The longitudinal increase in functional limitations is greater for individuals with abnormal neuroimaging biomarkers, especially for those with both elevated brain amyloid and neurodegeneration.

Introduction

In dementia, functional impairment is manifested by the inability to perform instrumental activities of daily living (IADL; e.g., managing finances, preparing a balanced meal, traveling out of the neighborhood) and more basic ADL (e.g., feeding, dressing, toileting). IADL are complex, involving multiple higher cognitive functions, are important for autonomous living and decline earlier than more basic ADL. Although cognitive outcomes in association with brain amyloid accumulation have been described more thoroughly, functional trajectories of activities of daily living have been studied in less detail. 1

In our previous research, 2 we found that higher scores on the Functional Activities Questionnaire (FAQ; indicating greater IADL limitations) were cross‐sectionally associated with abnormal (elevated) 11C‐PiB‐PET standardized uptake value ratio (SUVR; A+) and abnormal (reduced) Alzheimer’s disease (AD) signature cortical thickness (N+) in individuals without dementia (ND).
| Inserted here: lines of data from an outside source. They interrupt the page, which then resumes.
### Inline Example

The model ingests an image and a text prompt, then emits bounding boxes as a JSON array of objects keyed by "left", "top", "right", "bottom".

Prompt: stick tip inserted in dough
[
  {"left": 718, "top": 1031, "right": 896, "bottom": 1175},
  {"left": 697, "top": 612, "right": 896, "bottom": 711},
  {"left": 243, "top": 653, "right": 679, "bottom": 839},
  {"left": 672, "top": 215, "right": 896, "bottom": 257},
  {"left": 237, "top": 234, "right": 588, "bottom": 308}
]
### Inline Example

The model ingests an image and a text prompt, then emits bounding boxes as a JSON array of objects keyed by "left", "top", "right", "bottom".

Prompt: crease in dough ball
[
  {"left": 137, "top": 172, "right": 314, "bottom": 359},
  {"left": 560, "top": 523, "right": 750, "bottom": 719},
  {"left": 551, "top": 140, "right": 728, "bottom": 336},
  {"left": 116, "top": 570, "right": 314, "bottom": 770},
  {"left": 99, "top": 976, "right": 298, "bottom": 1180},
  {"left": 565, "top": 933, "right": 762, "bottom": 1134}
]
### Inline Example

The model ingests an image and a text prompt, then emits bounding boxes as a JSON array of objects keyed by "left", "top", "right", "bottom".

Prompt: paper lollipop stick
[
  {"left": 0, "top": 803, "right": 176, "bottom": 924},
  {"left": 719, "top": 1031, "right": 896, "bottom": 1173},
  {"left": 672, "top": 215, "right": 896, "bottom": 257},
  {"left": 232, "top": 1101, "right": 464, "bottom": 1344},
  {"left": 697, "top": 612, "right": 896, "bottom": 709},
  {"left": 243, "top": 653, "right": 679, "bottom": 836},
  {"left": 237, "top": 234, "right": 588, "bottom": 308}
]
In addition, previous research suggests that elevated brain amyloid is associated with lower ADL and IADL abilities, 3 , 4 , 5 , 6 and that there is an association between IADL disability and brain hypometabolism, 7 , 8 , 9 and MRI neurodegeneration biomarkers. 10 , 11 , 12 Studies also suggested that baseline MRI biomarkers predict future IADL worsening across the AD spectrum, 10 and that ND individuals might have different trajectories in IADL performance depending on brain amyloid status. 1

The objective of this study was to examine the association of baseline elevated brain amyloid and reduced AD signature cortical thickness with change in activities of daily living among ND participants (i.e., cognitively unimpaired (CU) and participants with mild cognitive impairment (MCI)) in the population‐based Mayo Clinic Study of Aging (MCSA).

Methods

Study population

The MCSA study design has been published in detail. 13 , 14 In summary, MCSA is a population‐based study initially established in 2004 in Olmsted County, MN, to identify MCI and dementia risk factors. Using the Rochester Epidemiology Project (REP) resources, 15 the Olmsted County residents, aged 70–89 years in October 2004, were enumerated and an age‐ and sex‐stratified random sample was invited to participate in the MCSA. Exclusion criteria included terminal illness, hospice admission, or dementia. In 2012, recruitment of residents 50–69 years began, and ongoing recruitment has maintained the study sample. Magnetic resonance imaging (MRI) was initiated in 2005 and 11C‐PiB positron emission tomography (PET) scans in 2008. The institutional review boards of the Mayo Clinic and the Olmsted Medical Center approved all study protocols. All participants provided written informed consent prior to participation in the study. Participants in the current study were all MCSA participants with a baseline PET scan by the end of 2017. All participants were followed up through 2018. The present study includes 1747 participants with amyloid PET, MRI, Functional Activities Questionnaire 16 (FAQ), and Clinical Dementia Rating scale 17 (CDR) data available, with a mean (SD) of 4.4 (2.6) and a median (range) of 4.3 (0.0–12.7) years of follow‐up [i.e., (mean (SD) of 4.6 (2.5) and median (range) of 4.7 ( 0–12.7) years of follow‐up for CU participants, and mean (SD) of 3.1 (2.6) and median (range) of 2.7 (0–11.5) years of follow‐up for participants with MCI)].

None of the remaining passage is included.